Il (Macky Sall) a terminé ses deux mandats et doit partir au lieu d’instrumentaliser la loi pour se maintenir. C’est sidérant !
Il (Macky Sall) devrait quitter le pouvoir après les élections du 15 décembre 2024, mais il a appelé au dialogue. Que conseillez-vous aux membres de la société civile et à l’opposition ?
(Rires)… Un dialogue pour faire quoi ? Combien de fois l'opposition a répondu à son appel et le résultat escompté n’a pas été appliqué ! Aucun dialogue n’a porté ses fruits. Macky Sall n’est pas un homme de parole, il ne respecte ni ses adversaires encore moins ses collaborateurs.
Ceux qui ont participé au dernier dialogue national sont en train de fustiger ses méthodes peu orthodoxes (report des élections). C’est une perte de temps de dialoguer avec lui, comme l’avait suggéré Ousmane Sonko. Seul le rapport de force peut le contraindre à reculer.
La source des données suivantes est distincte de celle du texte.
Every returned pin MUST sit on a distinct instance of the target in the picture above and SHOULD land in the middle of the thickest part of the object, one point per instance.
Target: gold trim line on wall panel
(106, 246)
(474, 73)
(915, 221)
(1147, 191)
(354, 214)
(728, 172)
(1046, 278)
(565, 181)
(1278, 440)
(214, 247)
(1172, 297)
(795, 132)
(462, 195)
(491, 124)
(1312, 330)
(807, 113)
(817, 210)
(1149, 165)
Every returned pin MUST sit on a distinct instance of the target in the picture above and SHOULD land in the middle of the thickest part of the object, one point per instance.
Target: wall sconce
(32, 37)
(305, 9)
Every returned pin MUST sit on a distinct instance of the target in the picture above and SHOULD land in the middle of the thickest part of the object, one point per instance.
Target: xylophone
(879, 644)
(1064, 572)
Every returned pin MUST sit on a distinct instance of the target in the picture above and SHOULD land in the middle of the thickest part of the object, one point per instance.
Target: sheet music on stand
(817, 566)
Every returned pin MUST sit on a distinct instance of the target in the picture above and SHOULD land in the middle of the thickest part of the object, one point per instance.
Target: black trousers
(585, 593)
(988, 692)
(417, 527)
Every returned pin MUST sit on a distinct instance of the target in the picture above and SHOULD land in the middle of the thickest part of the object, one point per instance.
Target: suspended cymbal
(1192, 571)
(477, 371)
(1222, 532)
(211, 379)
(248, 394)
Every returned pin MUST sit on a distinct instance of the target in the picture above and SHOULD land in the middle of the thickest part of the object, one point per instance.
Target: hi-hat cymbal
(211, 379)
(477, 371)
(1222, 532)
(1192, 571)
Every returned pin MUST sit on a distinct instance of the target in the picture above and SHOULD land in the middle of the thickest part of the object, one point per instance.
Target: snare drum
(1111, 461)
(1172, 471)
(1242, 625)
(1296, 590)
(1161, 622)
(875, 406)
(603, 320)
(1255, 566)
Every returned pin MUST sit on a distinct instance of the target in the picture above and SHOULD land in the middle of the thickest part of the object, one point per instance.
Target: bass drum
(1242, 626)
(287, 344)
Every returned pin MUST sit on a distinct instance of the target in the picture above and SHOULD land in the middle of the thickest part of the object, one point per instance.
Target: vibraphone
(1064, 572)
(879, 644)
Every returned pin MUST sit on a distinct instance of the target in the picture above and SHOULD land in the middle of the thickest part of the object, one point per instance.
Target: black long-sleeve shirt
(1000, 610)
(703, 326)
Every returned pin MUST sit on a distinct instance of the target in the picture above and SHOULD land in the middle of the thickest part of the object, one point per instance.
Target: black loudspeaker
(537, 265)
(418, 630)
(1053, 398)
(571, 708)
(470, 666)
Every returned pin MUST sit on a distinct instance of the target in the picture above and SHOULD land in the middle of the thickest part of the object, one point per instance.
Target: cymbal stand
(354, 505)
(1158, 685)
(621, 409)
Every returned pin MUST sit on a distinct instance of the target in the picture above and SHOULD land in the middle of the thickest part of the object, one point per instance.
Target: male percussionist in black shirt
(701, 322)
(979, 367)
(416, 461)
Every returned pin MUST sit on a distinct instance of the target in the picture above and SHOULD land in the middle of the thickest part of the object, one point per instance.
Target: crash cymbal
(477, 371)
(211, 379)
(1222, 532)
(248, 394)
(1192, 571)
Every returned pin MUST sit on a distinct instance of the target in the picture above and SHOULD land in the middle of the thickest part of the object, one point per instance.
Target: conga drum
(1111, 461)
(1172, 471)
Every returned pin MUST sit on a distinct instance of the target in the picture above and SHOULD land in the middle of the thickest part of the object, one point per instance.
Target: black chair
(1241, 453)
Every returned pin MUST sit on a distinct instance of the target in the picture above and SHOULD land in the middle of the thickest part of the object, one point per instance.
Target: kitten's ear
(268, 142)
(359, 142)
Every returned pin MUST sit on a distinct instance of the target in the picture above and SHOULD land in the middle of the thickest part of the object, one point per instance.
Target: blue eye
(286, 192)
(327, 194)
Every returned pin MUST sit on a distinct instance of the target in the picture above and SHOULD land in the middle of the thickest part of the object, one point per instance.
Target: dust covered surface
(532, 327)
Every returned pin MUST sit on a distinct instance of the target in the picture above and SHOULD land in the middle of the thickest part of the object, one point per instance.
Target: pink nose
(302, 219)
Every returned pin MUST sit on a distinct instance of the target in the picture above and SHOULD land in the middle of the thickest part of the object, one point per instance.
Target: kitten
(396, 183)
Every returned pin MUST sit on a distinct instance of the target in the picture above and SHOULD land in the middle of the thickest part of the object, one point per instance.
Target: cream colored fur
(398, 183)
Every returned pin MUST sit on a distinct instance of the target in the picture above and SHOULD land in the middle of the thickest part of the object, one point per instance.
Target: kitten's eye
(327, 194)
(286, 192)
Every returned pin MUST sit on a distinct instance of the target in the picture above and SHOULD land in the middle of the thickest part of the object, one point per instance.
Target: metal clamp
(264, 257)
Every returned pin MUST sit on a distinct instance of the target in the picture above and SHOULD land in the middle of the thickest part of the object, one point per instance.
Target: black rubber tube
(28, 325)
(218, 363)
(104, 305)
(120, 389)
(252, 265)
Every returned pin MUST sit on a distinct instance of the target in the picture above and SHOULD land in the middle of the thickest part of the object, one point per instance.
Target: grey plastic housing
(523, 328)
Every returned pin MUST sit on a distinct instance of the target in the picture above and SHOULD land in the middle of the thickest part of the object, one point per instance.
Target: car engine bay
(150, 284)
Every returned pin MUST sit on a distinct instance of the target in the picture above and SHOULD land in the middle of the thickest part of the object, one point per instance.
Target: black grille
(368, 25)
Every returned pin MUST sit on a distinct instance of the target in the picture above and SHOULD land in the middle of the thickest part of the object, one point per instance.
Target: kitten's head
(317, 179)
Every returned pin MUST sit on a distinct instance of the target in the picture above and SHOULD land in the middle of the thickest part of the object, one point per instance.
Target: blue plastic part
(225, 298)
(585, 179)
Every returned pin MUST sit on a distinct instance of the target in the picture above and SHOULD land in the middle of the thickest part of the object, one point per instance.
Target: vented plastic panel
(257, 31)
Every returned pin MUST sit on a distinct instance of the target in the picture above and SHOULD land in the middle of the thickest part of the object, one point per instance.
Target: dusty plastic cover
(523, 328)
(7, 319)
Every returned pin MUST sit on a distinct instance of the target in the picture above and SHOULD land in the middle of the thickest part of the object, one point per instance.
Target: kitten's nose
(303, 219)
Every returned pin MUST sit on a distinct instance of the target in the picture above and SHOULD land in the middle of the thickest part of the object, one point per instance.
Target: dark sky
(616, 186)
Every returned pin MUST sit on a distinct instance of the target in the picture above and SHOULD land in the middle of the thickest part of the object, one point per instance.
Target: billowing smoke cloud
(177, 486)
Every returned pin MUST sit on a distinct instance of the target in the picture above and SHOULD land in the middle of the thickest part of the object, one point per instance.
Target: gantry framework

Il ne cédera jamais au pouvoir tant que les gens restent passifs. Son seul génie, c’est de manipuler les institutions, la police, la gendarmerie, la justice pour se maintenir à la tête du pays.
Vous êtes imam de la grande mosquée de Bruxelles depuis 2010 et vous êtes en contact avec la communauté sénégalaise. Quel regard ont-ils sur leurs dirigeants politiques et chefs religieux ?
La plupart des compatriotes sont profondément blessés dans leur chair. Ils sont très inquiets par rapport à la situation du pays qui était une vitrine de la démocratie de la sous-région. On en était fiers de cet emblème. On s’enorgueillit de cette métaphore.
Une compatriote m’a raconté qu’elle avait même honte d’aller au travail de peur d’être agacée par des questions gênantes. Ses collègues belges l’interpellaient sur le report des élections et les manifestations réprimées. C’est la honte ! Le monde entier nous regarde.